Let’s take, an expert who is interpreting the results of a model to provide their own opinion, like a doctor or a lawyer, as an example. They will benefit from richer context about the underlying model mechanism used to reach a decision to help support their own decision-making. This might include the ability to browse summarized input data to help the user understand the evidence base. If they are expert enough to have reached their own opinion, they will likely appreciate the ability to ask why the system did not reach the same decision.
Human-friendly explanations
Nothing is more frustrating than receiving an explanation that doesn’t help you understand. Well, perhaps no explanation at all. Here are some commonly accepted best-practice recommendations for providing explanations:
- People prefer short explanations, give a maximum of three reasons – don’t overwhelm them with too much information. It is harder to know what action to take with an exhaustive list of explanations. This may involve summarizing a list of reasons or selecting the two that had the most bearing on the outcome.
- People don’t want to know why they receive a particular prediction, but why they received it instead of another prediction. Use contrasting explanations: “You would have been accepted if you had done this instead of that.”
- If one data point is abnormal and has an outsize impact on the outcome, it is useful to provide this as a reason.
- Though you will have to omit details by being selective, humans need to be sure that the outcome is truthful. If they feel that the result is unfair, they will lose trust.
- An explanation is part of a conversation. If your interface is friendly and informal, maintain that tone in your explanations. If you have different levels of users, you might need to adjust the pitch of your language to reflect that. For example, a technical user would appreciate more detail than a non-technical user.
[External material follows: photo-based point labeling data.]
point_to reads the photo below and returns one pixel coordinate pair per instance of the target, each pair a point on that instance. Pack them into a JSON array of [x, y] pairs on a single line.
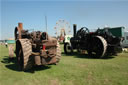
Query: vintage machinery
[[35, 48], [97, 44]]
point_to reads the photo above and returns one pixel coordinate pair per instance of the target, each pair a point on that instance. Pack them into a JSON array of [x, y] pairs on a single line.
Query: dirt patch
[[55, 82]]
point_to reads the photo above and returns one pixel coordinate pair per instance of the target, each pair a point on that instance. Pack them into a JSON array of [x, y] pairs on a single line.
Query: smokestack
[[74, 29], [20, 25]]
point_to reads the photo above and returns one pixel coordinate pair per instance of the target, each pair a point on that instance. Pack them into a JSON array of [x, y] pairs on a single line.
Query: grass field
[[72, 70]]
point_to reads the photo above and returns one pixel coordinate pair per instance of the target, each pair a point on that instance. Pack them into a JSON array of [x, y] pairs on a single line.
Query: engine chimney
[[74, 29], [20, 25]]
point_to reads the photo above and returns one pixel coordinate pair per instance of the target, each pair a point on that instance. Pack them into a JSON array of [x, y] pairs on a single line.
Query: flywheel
[[98, 47]]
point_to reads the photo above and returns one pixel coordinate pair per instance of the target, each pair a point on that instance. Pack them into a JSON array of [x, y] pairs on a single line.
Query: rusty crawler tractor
[[97, 44], [35, 48]]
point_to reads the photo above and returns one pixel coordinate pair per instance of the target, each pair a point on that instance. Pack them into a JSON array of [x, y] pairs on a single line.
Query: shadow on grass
[[12, 65], [85, 56]]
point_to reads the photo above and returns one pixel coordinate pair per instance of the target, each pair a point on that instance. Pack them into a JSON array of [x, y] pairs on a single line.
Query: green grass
[[72, 70]]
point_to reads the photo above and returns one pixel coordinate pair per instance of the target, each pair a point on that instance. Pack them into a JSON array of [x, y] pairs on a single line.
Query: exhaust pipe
[[74, 29]]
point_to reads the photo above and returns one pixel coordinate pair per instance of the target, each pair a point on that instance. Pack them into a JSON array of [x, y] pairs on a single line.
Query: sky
[[89, 13]]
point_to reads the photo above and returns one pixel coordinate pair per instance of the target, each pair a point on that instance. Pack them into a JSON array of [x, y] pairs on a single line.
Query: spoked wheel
[[68, 48], [17, 33], [23, 54], [98, 47]]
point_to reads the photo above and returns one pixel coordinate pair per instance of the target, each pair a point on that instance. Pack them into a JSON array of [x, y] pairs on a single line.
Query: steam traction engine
[[35, 48], [97, 44]]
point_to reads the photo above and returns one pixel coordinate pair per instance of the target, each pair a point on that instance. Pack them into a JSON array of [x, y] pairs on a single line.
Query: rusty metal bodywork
[[35, 48]]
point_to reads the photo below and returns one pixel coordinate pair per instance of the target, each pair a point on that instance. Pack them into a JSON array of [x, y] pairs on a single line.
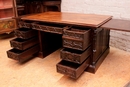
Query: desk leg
[[40, 43]]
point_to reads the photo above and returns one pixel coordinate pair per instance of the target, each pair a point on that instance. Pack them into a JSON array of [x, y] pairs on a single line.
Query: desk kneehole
[[23, 55], [25, 33], [72, 70], [23, 44]]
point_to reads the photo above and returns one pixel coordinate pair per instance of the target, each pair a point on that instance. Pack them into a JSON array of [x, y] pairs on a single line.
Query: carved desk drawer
[[52, 28], [25, 33], [24, 24], [72, 69], [23, 56], [74, 55], [78, 39], [23, 44]]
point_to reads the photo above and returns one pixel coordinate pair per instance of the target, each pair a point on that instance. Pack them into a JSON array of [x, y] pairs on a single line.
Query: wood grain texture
[[113, 72], [91, 20], [118, 24]]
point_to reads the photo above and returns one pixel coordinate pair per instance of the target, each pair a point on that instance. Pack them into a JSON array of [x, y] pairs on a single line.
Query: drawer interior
[[20, 40], [69, 64], [24, 29], [16, 51], [72, 51]]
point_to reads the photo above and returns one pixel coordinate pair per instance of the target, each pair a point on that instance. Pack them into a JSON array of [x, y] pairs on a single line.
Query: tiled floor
[[114, 71]]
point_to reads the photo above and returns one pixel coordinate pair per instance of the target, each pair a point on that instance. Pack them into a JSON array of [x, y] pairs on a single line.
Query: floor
[[113, 72]]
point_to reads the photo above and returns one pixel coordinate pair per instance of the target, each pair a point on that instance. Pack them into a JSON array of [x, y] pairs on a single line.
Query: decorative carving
[[46, 28]]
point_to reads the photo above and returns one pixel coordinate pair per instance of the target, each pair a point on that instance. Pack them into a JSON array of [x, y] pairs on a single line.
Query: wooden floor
[[114, 71]]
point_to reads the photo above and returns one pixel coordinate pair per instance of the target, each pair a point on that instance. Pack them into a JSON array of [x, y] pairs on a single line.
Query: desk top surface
[[118, 24], [92, 20]]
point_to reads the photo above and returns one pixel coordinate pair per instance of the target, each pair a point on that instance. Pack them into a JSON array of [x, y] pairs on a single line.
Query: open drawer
[[77, 38], [74, 55], [22, 44], [23, 56], [25, 33], [73, 70]]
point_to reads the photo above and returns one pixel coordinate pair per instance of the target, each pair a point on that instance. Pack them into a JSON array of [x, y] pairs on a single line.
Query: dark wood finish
[[78, 39], [48, 27], [52, 6], [25, 33], [81, 29], [93, 67], [118, 24], [91, 20], [72, 69], [7, 24], [25, 55], [49, 42], [23, 44], [74, 55]]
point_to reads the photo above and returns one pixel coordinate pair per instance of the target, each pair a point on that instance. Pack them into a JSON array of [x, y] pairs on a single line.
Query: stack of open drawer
[[25, 46], [76, 52]]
- Give preference to explanations that do not challenge existing beliefs. Due to confirmation bias, your users will ignore this information.
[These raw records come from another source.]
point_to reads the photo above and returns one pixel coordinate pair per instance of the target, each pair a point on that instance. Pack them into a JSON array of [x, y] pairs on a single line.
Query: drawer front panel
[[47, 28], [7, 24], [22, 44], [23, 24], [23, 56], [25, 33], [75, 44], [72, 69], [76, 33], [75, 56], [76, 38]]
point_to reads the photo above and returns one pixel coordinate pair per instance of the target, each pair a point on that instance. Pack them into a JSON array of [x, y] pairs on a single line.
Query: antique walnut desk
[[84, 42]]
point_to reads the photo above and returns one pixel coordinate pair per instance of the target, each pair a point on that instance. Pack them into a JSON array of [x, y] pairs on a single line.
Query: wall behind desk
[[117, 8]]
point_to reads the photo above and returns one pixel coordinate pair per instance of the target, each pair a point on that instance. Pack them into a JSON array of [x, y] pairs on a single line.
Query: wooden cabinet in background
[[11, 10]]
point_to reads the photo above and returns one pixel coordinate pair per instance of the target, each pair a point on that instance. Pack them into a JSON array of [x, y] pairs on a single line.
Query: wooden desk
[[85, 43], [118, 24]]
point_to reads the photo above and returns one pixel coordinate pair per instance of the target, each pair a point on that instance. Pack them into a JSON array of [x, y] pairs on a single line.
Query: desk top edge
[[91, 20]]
- Keep the conversation general and probable. Don’t go into the specifics.
Getting started
An interactive, fully explainable interface is the end goal, but you can get started down this path by reviewing new interface designs with a range of users at different technical levels. Observe them using the product: Do they all intuitively know where to go? What are the common questions? Also, do you provide that information readily? Bring different members of your team into these reviews so that you get a diverse set of perspectives and expertise on how you can use this information to start thinking about your explainability roadmap.